Zero waste, CO2, the consumer and business



A connection is being made today that CO2 and greenhouse gas emissions are a measurement of waste at their very core. If your product is being shipped with a lot of waste in it, that's adding to fuel and shipping costs, which adds to your carbon footprint. ... Nobody in business wants to pay for shipping waste.

The Zero Waste movement elevates today's practice of recycling and landfill diversion to a new height of eco-efficiency. It promotes the intelligent redesign of goods and services that prevent waste from being manufactured in the first place.

Current practices are products designed with planned obsolescence, where products are created to be become obsolete in a few short years so that consumers must constantly replace them, this process is referred to as cradle to grave. How many years do you replace your computer and cell phone. Planned obsolescence is now encompassing the zero-waste strategy that ensures products produced from beginning to end through smart design are created to be repaired, reused, recycled, regardless of life span. This process is called cradle to cradle.

Cradle to cradle mimics nature where nothing is wasted. Landfills are a modern mans invention. Smart design converts what used to be “waste” to “resource” — material for the creation of new goods or services.

Because the products are going to be reused harmful chemicals are cheaper to be designed out products then to pay for their safe removal and find handlers, storage and a use for them the second and third time around.

“Waste equals inefficiency” The whole lifecycles of products need to be analyzed to reduce inefficiencies in the use of materials, energy and human resources, and to eliminate by-products with no clear use or potential value.

Since waste is a sign of inefficiency, the reduction of waste usually reduces costs. One simple example of cutting waste and costs to a company is to remove water in products such as laundry detergent. Concentrated detergent with 2/3 of the water removed reduces packaging, size and weight. This considerably reduces unnecessary water use, packaging resources, storage and shipping costs.

A zero-waste strategy is a sound business tool that supports sustainability by protecting the environment, reducing costs and creating jobs. And it promotes product stewardship, in which everyone involved in the lifespan of the product is called upon to play a part in reducing its environmental impact and extending its usefulness.

Designers, manufacturers, distributors, and most of all consumers — all bear a responsibility for the things we create, transport, purchase and discard.

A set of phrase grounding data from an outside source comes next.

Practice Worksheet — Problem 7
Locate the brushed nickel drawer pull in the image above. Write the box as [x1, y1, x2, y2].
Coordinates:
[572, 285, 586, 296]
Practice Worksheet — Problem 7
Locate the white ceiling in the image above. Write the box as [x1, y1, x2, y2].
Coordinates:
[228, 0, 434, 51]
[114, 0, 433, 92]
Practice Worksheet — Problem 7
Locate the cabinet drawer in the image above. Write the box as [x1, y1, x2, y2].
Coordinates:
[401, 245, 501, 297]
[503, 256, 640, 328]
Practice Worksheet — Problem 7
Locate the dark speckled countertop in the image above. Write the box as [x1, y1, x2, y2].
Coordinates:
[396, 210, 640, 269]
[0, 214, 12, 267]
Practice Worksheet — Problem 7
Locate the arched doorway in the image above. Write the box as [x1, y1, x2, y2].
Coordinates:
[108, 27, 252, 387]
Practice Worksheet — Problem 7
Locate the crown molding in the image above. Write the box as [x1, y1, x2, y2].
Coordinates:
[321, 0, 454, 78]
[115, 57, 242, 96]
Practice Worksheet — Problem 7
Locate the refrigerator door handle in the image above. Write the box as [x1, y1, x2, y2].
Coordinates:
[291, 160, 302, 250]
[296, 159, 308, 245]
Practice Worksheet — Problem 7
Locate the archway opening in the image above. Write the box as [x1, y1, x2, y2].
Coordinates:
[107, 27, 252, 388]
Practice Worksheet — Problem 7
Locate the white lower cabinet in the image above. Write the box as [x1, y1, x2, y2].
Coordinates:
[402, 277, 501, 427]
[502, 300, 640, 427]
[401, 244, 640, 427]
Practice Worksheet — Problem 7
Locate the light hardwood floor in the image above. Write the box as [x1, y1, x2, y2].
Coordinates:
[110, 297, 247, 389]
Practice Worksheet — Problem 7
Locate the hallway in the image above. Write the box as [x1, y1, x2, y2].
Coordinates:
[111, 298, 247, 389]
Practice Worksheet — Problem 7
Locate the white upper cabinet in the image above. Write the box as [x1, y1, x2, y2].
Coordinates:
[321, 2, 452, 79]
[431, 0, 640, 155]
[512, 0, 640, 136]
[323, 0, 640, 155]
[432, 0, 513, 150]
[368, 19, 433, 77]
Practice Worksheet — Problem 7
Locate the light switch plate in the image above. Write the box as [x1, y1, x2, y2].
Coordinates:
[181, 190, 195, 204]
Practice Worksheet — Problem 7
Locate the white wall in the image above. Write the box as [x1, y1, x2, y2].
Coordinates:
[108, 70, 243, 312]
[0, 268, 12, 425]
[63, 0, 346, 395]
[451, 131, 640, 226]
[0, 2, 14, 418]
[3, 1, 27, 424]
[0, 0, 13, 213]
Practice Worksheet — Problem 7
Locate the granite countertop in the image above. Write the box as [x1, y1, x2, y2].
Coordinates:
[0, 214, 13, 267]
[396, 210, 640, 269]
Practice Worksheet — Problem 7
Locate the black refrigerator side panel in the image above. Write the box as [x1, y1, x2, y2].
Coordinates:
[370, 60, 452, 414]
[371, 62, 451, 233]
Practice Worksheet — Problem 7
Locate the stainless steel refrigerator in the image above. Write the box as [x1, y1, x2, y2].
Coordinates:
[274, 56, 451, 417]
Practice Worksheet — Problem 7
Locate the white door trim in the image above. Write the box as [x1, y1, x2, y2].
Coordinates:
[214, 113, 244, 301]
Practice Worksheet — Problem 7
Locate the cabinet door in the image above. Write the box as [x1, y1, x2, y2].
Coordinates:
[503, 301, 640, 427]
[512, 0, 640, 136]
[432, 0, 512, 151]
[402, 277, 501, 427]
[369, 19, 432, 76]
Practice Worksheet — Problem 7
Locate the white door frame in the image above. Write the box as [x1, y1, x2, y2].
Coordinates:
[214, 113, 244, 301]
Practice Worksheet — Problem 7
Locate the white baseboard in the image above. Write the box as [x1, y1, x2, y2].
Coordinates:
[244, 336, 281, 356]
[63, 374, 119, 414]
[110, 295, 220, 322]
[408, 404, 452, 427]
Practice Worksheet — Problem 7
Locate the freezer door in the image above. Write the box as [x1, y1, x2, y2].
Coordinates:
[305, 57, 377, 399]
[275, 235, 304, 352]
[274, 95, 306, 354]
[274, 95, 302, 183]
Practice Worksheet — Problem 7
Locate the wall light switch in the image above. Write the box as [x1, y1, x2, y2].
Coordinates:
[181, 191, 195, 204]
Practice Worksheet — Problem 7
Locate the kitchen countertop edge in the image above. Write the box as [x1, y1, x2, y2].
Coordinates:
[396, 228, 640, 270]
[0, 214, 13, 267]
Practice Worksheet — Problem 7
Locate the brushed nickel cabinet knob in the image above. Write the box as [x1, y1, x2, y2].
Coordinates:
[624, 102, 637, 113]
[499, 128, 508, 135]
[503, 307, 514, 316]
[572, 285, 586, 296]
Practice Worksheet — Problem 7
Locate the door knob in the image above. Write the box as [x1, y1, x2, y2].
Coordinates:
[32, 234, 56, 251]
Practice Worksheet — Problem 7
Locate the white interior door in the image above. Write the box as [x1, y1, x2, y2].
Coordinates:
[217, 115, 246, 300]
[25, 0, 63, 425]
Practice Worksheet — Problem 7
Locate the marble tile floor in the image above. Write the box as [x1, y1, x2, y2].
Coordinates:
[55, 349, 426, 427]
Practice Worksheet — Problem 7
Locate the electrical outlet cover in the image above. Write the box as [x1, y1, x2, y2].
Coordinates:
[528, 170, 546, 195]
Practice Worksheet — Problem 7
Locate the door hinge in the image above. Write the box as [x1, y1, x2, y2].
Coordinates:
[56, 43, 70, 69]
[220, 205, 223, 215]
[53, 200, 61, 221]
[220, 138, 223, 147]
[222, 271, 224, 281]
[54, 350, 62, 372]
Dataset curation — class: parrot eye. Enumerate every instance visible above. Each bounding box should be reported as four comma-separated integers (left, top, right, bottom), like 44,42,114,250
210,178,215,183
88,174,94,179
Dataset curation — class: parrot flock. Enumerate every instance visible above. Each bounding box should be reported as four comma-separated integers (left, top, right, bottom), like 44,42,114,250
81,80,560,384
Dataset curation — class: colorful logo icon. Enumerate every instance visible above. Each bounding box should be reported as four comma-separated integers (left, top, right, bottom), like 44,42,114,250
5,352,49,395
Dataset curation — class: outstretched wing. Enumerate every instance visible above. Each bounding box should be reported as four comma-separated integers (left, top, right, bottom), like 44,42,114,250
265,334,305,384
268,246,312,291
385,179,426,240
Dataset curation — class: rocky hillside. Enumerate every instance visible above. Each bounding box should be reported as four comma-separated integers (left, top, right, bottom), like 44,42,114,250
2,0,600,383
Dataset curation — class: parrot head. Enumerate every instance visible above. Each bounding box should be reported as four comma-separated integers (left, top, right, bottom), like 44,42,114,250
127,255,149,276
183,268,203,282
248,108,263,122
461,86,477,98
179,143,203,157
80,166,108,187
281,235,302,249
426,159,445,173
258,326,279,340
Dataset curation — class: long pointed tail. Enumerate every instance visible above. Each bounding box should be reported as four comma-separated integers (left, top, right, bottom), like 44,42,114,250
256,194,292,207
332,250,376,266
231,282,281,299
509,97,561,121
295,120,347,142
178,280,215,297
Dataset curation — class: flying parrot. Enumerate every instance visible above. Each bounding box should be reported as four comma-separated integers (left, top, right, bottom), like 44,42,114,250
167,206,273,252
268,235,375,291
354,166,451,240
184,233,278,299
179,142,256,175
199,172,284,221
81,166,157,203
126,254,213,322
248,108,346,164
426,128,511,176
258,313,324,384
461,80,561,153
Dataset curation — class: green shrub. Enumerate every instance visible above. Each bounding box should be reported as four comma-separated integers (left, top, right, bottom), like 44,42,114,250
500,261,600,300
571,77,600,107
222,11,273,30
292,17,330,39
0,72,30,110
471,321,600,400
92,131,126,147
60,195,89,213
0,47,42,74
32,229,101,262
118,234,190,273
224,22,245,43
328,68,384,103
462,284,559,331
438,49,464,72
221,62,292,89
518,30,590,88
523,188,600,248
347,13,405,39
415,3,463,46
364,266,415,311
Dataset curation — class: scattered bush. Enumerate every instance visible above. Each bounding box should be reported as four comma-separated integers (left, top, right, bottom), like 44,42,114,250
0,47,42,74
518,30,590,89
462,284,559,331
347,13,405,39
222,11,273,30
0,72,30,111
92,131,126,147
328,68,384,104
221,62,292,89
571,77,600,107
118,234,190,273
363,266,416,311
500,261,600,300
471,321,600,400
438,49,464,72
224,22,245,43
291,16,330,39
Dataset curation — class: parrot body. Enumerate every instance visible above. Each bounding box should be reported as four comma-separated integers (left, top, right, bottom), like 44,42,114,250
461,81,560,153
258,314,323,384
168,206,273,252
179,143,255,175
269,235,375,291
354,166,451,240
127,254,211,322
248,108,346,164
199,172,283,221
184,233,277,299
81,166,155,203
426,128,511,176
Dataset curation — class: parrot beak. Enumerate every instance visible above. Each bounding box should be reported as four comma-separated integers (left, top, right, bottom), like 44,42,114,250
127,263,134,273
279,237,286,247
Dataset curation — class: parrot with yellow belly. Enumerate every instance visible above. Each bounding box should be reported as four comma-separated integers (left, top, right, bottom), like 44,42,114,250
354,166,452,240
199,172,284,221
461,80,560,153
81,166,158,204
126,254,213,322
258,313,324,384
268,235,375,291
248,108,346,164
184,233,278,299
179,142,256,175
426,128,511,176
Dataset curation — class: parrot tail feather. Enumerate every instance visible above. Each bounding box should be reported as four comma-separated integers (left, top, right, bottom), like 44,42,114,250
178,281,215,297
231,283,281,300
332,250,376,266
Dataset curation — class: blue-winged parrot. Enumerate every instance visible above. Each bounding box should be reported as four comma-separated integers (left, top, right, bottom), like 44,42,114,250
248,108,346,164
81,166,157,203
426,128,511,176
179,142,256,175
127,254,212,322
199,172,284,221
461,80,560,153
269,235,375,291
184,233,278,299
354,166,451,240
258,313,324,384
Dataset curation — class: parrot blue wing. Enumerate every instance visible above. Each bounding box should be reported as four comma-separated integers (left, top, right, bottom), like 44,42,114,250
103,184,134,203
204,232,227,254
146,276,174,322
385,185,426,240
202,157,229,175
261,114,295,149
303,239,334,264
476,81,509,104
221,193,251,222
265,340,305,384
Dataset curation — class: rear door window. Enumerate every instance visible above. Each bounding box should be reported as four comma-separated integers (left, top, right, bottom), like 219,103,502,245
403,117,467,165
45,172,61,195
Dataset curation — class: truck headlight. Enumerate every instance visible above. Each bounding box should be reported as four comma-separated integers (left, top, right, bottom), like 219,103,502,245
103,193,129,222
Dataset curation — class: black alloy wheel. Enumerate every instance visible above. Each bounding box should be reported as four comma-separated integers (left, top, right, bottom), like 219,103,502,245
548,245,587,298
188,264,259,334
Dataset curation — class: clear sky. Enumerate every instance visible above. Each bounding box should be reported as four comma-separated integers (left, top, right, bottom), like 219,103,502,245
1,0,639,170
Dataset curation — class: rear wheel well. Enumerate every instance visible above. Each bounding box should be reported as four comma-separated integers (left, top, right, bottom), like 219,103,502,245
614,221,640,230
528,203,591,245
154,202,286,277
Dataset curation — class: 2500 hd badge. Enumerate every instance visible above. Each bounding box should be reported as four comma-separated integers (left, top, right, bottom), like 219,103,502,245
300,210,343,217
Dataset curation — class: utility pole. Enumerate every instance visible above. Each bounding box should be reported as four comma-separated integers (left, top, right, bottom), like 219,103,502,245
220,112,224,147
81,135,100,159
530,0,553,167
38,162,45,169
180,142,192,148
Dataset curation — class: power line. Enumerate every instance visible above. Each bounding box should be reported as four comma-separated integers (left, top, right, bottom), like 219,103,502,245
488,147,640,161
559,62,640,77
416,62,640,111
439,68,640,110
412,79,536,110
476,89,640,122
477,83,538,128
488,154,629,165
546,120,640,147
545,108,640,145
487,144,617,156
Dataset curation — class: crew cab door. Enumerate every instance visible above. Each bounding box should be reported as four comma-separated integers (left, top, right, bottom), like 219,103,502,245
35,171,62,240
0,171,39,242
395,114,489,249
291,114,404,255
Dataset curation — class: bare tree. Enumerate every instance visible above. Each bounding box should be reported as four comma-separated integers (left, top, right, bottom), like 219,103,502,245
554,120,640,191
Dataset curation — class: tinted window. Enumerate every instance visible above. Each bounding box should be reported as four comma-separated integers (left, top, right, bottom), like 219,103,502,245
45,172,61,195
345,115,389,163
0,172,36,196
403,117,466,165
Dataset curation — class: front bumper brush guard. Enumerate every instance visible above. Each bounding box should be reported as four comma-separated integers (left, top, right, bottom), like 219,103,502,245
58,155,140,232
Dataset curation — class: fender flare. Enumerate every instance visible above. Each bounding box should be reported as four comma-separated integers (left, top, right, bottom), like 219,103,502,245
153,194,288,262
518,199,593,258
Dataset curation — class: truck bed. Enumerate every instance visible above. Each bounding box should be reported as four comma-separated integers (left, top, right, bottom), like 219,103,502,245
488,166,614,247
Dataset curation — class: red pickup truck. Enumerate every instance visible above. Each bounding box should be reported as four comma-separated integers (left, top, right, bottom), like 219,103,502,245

As a consumers you vote with every dollar you spend. Buy from companies that don't waste your money in plastic or unrecycled packaging, harmful chemicals and planned obsolescence. Buy smart design, recycled and recylable or no packaging, bulk, clean benign chemicals, low processing, local and quality. Learn about your supplier and their products. Find out what is the process to bring that cupcake to you from the local backery or from a corporate chain. How far did that cupcake travel to get to you. The further it came the more CO2 it used and chemicals and packaging were needed to preserve it's 'freshness" and "taste". As consumers nobody can sell us something we don't want to pay for. An ounce of prevention is worth a pound of cure.

Zero waste will help us get to a cleaner smarter community free of landfills, harmfull chemicals and wasted resources.